En collaboration avec un chercheur de l’Université de Pennsylvanie et un chercheur Ukrainien, une professeure du Laboratoire de Physique des Solides (Paris-Saclay) a mis en lumière l’architecture tridimensionnelle construite spontanément par des défauts dans une goutte cholestérique posée sur une surface plane. Les conditions d’ancrage des couches cholestériques sur la surface plane et à l’interface de la goutte avec le milieu environnant engendrent l’apparition de domaines focaux s’appuyant sur des ellipses réparties sur un paraboloïde au sein de la goutte. Ces domaines focaux s’organisent dans une architecture géométrique 3D remarquable dont un modèle complet est proposé.

Un cristal liquide cholestérique, arrangement hélicoïdal de cristal liquide, se comporte comme un système en couches tels que les smectiques où les molécules s’arrangent en couches liquides : c’est alors la périodicité cholestérique (ou pas) qui joue le rôle de couche quand le pas est petit.  Une goutte cholestérique plongée dans du glycérol offre une structure en forme de couches concentriques. Quand elle se pose par gravité sur une surface de verre, il apparaît une architecture en forme de fleurs comme observée par microscopie optique vue de dessus (Figure 1a). Le pas cholestérique est de 0.33 mm pour un diamètre de goutte de 130 mm. Une vue de profil (Fig. 1b) permet ainsi de mieux visualiser l’architecture 3D.

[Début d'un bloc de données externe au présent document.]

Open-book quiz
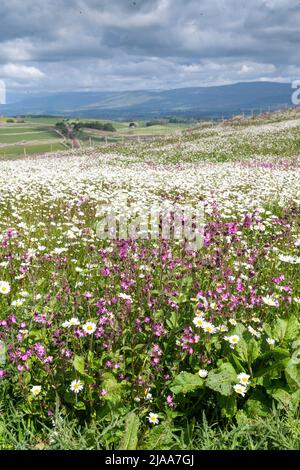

Figure 1. Goutte cholestérique de diamètre de 130 mm observée en microscopie optique soit vue de dessus (a), soit vue de profil (b).

Les conditions d’ancrage des molécules sur les interfaces sont telles que les couches cholestériques préfèrent être parallèles aussi bien à l’interface plane qu’à l’interface sphérique. Cette condition géométrique peut être satisfaite en introduisant des domaines focaux, arrangement original de couches associé à un couple de coniques. Chaque domaine focal est défini par un couple ellipse+ hyperbole, lignes rouges pleines dans la Fig. 2a. Les couches dans le domaine focal sont représentées en bleu dans la Fig. 2a, elles suivent des surfaces connues sous le   nom de cyclides de Dupin.  L’aspect floral est dû à l’association de plusieurs de ces domaines focaux dont les ellipses sont réparties sur un paraboloïde (en vert) qui sépare la goutte en deux régions (Fig. 2b). A l’intérieur du paraboloïde, en contact avec la surface de verre, chaque domaine focal est limité par un cylindre et permet un contact parfait avec des couches planes parallèles à la surface de verre assurant un raccord parfait entre les domaines focaux. A l’extérieur du paraboloïde, chaque domaine focal est limité par un cône centré au foyer du paraboloïde et qui permet un raccord parfait avec des couches sphériques centrées sur ce foyer réparties entre les domaines focaux. Les seuls endroits où le directeur n’est pas défini sont situés sur les ellipses et les hyperboles qui apparaissent ainsi en noir sur les photos Fig.1a et 1b.

Figure 2. Chaque domaine focal (a) s’appuie sur une ellipse et une hyperbole (traits rouges pleins). L’aspect floral est lié à l’association de plusieurs domaines focaux dont les ellipses sont réparties sur un paraboloïde (b).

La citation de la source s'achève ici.